Background: Aneyrysm of Left Atrial Appendage (LAAA) is a rare cardiac anomaly. It was first identified in 1960 (1). As severe complications like thromboembolic events, rhythm disorders and CCF surgical management is recommended. The authors presented a 24 years old boy  who  was hospitalized with a LAAA. It was detected incidentally by  CT Scan of the chest. The patient underwent operation with removal of aneurysm under cardiopulmonary bypass.

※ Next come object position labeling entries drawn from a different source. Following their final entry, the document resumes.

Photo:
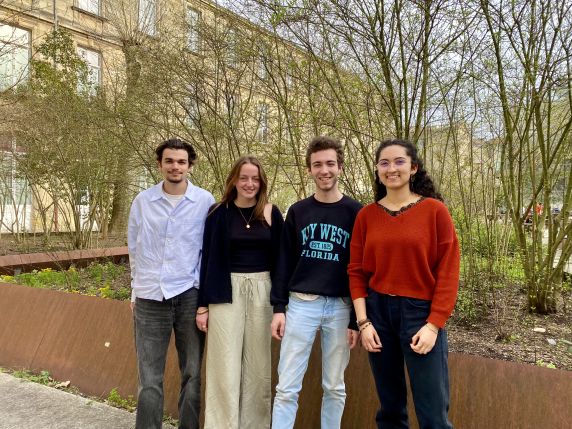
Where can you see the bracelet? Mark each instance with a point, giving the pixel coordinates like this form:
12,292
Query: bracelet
435,331
364,325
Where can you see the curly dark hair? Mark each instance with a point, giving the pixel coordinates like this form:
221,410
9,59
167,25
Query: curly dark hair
421,183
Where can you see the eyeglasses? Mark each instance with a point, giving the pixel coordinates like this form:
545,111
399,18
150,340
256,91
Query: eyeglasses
384,163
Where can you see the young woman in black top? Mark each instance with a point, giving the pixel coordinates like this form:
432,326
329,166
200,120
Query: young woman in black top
240,244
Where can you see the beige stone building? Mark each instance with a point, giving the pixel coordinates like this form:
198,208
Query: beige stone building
104,32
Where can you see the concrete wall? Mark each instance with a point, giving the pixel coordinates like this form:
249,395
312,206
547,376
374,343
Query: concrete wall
89,341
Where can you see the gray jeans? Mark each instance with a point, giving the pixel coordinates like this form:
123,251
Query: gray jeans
154,321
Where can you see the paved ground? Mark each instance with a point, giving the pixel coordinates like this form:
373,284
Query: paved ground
27,405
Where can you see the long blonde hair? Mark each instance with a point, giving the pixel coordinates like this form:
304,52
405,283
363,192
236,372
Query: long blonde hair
230,193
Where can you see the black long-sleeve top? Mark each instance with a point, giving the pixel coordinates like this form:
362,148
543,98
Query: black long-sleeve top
215,286
314,250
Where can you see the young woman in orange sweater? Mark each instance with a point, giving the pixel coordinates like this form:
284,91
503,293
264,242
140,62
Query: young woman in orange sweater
404,277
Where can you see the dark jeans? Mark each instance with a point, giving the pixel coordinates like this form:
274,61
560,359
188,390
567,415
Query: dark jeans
154,322
396,320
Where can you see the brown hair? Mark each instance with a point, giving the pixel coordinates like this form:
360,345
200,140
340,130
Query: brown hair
320,143
176,144
230,192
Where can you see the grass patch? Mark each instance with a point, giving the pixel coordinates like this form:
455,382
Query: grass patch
105,280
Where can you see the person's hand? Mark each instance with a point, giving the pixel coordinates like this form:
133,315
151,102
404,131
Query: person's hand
278,325
353,337
370,340
202,320
424,340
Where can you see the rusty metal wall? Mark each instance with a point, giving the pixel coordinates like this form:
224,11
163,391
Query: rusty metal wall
68,334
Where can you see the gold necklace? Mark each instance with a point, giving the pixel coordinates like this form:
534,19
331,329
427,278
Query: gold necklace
247,222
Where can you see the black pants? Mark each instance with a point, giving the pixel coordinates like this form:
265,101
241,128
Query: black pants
397,320
154,322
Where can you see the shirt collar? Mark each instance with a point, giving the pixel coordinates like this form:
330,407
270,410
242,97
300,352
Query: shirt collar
157,191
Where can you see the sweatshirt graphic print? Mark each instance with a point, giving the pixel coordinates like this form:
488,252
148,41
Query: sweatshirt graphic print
314,250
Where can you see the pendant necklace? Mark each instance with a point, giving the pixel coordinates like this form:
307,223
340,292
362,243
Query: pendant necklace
247,222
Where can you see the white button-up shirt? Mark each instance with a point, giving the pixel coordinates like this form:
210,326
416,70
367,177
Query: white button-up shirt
165,243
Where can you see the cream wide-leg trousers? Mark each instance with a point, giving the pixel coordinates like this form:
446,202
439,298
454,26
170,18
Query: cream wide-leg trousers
238,365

Case presentation: Masum Billah of 21 years boy  was attended in outpatient department with non specific presentation. A Thoracic X-ray was done and suspected as a case of posterior mediastinal mass. A contrast CT scan was done and diagnosed as a case of giant LAAA (90 mm × 75 mm). For Cardiac evaluation Echocardiography was done and revealed large 90 mm x 70 mm   LAAA enlarged compressing the left ventricle. The other findings of Echocardiography was within normal limit. Doing all necessary investigations the patient was scheduled to undergo surgery on 04/10/2020. Median sternotomy was done. With aortic and bicaval cannulations Cardiopulmonary bypass was established.  After pericardiotomy  giant thin-walled  LAAA was identified. The  aneurysm was incised and no thrombus was found inside. After excision  the base of the LAAA was sutured using 5/0 polypropylene . Precaution was taken to avoid the injury of left circumflex coronary artery. No evidence of other cardiac anomalies were identified during the operation. In postoperative ward the patient was uneventful. He was asymptomatic with sinus rhythm in one month postoperative visit. An echocardiography confirmed a normal size of the LA and no evidence of any residual leak or blood clot.

Discussion: Aneurysms may occur in either the left or right atria. or both [2, 3]  It may be associated with other cardiac anomalies, such as tricuspid atresia [4]. Longer than 65 mm is defined as a “giant” LAAA. Usually  aneurysm  arises in the third decade of life. The quickly enlarging aneurysm compresses near by cardiac structures and causes  clinical symptoms. The symptoms includes palpitation, dyspnea, arrhythmia, and thromboembolism. The LAAA arises by dysplastic changes of pectinate muscles and the related bundles of muscles of the LA (6). In Neonates and infants a large aneurysm compresses the pulmonary veins and air way. So they are more likely to develop congestive heart failure and respiratory dystress.  are more likely to develop congestive heart failure and respiratory distress [7, 8]. Transthoracic echocardiography is gold standard for the diagnosis of LAAA, thrombosis or other cardiac anomalies. But transesophageal echocardiography  shows  more detailed evaluation of the structure  of the left atrial appendage [9]. Other imaging techniques, like  CT scan and magnetic resonance imaging (MRI), may be done  for more accurate anatomic definition of the LAAA. Diagnostic criteria for LAAA are (1) origin from an otherwise normal-sized LA; (2) well-defined communication with the LA; (3) location within the pericardium; and (4) distortion of the LV by the aneurysmal body [10]. For the prevention of fatal cardiovascular events , e.g. stroke surgical intervention is recommended though the patient is asymptomatic [11]. Some authors have recommended that asymptomatic patient with LAAA may be managed conservatively some years and frequent follow-up [12-14]. But surgical management is highly recommended in case of a LAAA with serious complications or other coexisting abnormalities. There are no gold standard surgical method options like neck-ligation, purse-string techniques, and stapling, with or without aneurysmal excision [15]. Median sternotomy is usually favorable in situations requiring other surgical procedures, like surgical thrombectomy, the Maze procedure in persistent atrial fibrillation [16], and in mitral regurgitation requiring the valvuloplasty [7]. Otherwise minimal invasive approach may be  an alternative to median sternotomy for LAAA surgery[17, 18]. However, though good surgical outcome, the optimal strategies for the LAAA are still under debate.

Conclusion: Though the LAAA is a rare cardiac anomaly this is associated with fatal complications. The Echocardiography or CT scan are the main tools to diagnose the patient.. In some situations  although medical treatment can be considered, Early surgical management is generally recommended to prevent these complications, even in asymptomatic cases.